PreferredOne said an agreement reached this month with health insurance giant Aetna should help the Golden Valley-based health plan compete for business from large companies based in Minnesota.
With the contract between the insurers, large employers with PreferredOne coverage could provide out-of-state workers with access to Aetna's national network of doctors and hospitals.
Blue Cross and Blue Shield of Minnesota has a similar arrangement with other Blue Cross plans, while Medica and HealthPartners have such relationships with national carriers UnitedHealthcare and Cigna, respectively.
The arrangements are important to large multistate employers that "self-insure" their employee health plans, meaning they take the financial risk for claims and hire insurance companies to serve as third-party administrators.
In 2014, nearly 38 percent of Minnesota residents were covered by self-insured employer plans, according to the Minnesota Department of Health.
"We're able to get to some accounts that might not have considered us in the past," said David Crosby, the PreferredOne president and chief executive.

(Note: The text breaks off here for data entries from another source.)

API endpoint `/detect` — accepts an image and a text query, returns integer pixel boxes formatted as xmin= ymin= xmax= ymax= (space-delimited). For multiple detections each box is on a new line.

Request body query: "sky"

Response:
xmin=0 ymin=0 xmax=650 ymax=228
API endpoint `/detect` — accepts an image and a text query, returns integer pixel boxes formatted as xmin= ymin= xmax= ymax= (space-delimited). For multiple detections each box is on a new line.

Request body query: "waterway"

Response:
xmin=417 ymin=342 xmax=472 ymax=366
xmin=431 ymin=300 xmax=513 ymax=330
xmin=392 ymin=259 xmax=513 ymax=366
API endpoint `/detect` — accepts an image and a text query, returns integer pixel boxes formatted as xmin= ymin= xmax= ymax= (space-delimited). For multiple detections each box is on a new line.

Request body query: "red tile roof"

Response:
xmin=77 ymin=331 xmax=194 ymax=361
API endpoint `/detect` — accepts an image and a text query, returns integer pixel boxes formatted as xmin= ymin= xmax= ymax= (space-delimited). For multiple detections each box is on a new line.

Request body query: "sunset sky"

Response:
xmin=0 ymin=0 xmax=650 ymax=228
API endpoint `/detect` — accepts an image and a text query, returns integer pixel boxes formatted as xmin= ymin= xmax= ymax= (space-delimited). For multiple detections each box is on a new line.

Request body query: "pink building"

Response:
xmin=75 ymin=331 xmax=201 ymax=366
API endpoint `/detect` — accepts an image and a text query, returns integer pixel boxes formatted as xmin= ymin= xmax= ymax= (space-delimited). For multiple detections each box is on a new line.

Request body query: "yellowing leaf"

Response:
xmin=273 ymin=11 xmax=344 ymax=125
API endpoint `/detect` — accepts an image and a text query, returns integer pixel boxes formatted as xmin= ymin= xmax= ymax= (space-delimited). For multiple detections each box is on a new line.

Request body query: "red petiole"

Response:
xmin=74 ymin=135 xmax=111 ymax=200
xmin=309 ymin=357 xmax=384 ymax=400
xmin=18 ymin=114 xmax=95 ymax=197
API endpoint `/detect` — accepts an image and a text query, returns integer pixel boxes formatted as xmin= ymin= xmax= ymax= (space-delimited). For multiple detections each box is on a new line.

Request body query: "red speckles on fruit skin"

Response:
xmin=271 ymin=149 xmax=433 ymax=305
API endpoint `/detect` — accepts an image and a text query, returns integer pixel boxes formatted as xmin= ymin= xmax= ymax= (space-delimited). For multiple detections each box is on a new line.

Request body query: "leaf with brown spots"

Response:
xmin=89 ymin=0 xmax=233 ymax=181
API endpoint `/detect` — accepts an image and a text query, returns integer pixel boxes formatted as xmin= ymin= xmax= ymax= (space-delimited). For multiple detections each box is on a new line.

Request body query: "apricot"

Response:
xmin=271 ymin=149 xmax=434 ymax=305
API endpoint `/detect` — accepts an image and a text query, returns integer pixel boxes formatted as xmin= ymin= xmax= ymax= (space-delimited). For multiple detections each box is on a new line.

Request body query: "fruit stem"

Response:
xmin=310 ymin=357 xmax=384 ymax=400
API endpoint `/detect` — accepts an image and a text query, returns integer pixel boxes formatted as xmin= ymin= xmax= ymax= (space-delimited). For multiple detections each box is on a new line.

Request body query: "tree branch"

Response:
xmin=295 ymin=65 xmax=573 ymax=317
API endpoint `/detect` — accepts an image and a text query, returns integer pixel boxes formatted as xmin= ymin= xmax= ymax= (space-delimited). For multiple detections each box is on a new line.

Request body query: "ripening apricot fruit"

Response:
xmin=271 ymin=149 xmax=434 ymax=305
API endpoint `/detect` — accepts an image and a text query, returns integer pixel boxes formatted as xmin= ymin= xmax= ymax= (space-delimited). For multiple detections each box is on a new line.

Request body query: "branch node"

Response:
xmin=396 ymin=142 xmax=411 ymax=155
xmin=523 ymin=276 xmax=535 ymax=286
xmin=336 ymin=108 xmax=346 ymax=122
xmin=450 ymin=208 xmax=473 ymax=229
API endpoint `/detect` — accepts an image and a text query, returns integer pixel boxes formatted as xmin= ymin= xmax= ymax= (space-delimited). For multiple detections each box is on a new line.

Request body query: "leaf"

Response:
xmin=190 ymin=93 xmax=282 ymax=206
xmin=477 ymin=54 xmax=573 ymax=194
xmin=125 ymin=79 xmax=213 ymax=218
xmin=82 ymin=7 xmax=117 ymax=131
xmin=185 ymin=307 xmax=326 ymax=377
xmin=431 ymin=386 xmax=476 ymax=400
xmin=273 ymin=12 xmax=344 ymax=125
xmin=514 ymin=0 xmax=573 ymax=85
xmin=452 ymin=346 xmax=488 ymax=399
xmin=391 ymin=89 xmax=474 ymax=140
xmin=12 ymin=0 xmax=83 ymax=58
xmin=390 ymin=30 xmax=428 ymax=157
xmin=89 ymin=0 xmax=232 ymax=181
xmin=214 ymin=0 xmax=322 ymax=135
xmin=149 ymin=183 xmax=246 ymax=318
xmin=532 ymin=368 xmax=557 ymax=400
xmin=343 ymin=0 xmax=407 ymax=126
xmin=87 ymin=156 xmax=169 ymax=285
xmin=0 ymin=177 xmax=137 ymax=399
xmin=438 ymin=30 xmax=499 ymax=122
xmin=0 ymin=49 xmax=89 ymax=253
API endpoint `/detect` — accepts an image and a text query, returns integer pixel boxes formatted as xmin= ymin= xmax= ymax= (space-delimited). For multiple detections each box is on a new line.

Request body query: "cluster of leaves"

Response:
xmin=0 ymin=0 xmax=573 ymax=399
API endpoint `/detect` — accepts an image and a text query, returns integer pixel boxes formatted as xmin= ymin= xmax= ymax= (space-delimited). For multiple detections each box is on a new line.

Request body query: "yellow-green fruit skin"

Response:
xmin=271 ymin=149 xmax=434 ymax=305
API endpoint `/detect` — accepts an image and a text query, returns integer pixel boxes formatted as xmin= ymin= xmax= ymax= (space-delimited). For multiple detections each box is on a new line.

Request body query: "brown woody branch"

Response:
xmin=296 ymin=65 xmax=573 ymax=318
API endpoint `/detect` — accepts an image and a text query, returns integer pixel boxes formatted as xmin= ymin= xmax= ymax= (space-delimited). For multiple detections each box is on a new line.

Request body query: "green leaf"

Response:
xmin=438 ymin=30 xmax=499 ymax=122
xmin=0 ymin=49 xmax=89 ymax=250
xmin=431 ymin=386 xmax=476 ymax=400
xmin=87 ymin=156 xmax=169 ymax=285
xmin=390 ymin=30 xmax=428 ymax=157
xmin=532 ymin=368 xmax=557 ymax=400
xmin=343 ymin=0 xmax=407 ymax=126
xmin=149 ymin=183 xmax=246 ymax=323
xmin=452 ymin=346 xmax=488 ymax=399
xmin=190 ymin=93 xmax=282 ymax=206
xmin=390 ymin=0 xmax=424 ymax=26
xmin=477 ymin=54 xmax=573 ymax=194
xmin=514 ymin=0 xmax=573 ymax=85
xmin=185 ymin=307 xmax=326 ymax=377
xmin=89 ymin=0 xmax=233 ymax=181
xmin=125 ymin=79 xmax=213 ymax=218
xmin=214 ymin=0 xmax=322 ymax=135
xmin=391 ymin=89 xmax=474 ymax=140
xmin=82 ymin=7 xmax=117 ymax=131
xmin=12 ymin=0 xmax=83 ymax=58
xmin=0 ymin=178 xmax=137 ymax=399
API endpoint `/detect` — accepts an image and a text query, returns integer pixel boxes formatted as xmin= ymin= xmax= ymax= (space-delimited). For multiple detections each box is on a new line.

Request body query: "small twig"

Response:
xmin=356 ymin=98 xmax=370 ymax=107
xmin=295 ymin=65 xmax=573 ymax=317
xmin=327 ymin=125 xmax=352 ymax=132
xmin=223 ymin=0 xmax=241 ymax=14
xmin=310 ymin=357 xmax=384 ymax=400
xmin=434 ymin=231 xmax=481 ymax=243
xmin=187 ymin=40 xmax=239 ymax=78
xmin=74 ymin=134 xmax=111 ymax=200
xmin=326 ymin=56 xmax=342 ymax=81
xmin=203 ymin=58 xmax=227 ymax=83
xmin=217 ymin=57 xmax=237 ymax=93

Crosby added: "We think that this will be one of the most significant elements … to spur on our growth."
PreferredOne saw dramatic growth in 2014 by way of the state's individual market, where the insurance company suffered big financial losses. As a result, PreferredOne hiked premiums for 2015 and pulled out of the state's MNsure health insurance exchange.
The MNsure presence helped PreferredOne gain national notice in 2014, because the insurer sold individual policies at some of the lowest rates on any of the nation's new health insurance exchanges.
The growth and losses prompted PreferredOne to seek a $25 million loan in late 2014 from Fairview Health Services and North Memorial Health Care, two systems that jointly owned the insurer at the time. As part of the deal, Fairview received options to expand ownership, and in January the Minneapolis-based health system became the sole owner of PreferredOne.
With about 335 employees, PreferredOne continues to sell coverage to individuals in the "off-exchange" market, Crosby said. But he said the Aetna agreement signals how the company is maintaining its historic focus on administering self-insured health plans.
"PreferredOne did have a difficult time in the initial implementation of the [Affordable Care Act]," Crosby said, referring to the federal health law that led to the creation of MNsure and brought fundamental changes to the individual market. "Self-insured has always been the lion's share of our enrollment."
PreferredOne did not release financial details about the agreement with Aetna. The local insurer becomes part of a program called "Aetna Signature Administrators," which Aetna said "provides both organizations the opportunity to serve a unique market segment in Minnesota."
Connecticut-based Aetna currently is trying to complete a $34 billion takeover of Kentucky-based Humana, one of two pending deals that would consolidate the nation's five largest health insurers into three companies.
The new contract arrangement should make PreferredOne an option for more large employers, said Christopher Schneeman, an insurance agent with Seven Hills Benefit Partners in St. Paul.
"PreferredOne has got a strong regional network here," Schneeman said. "One of the things that has added complexity for them being competitive with multistate employers is that they've had to put a patchwork of networks together across the country. This Aetna agreement gives them great national scope."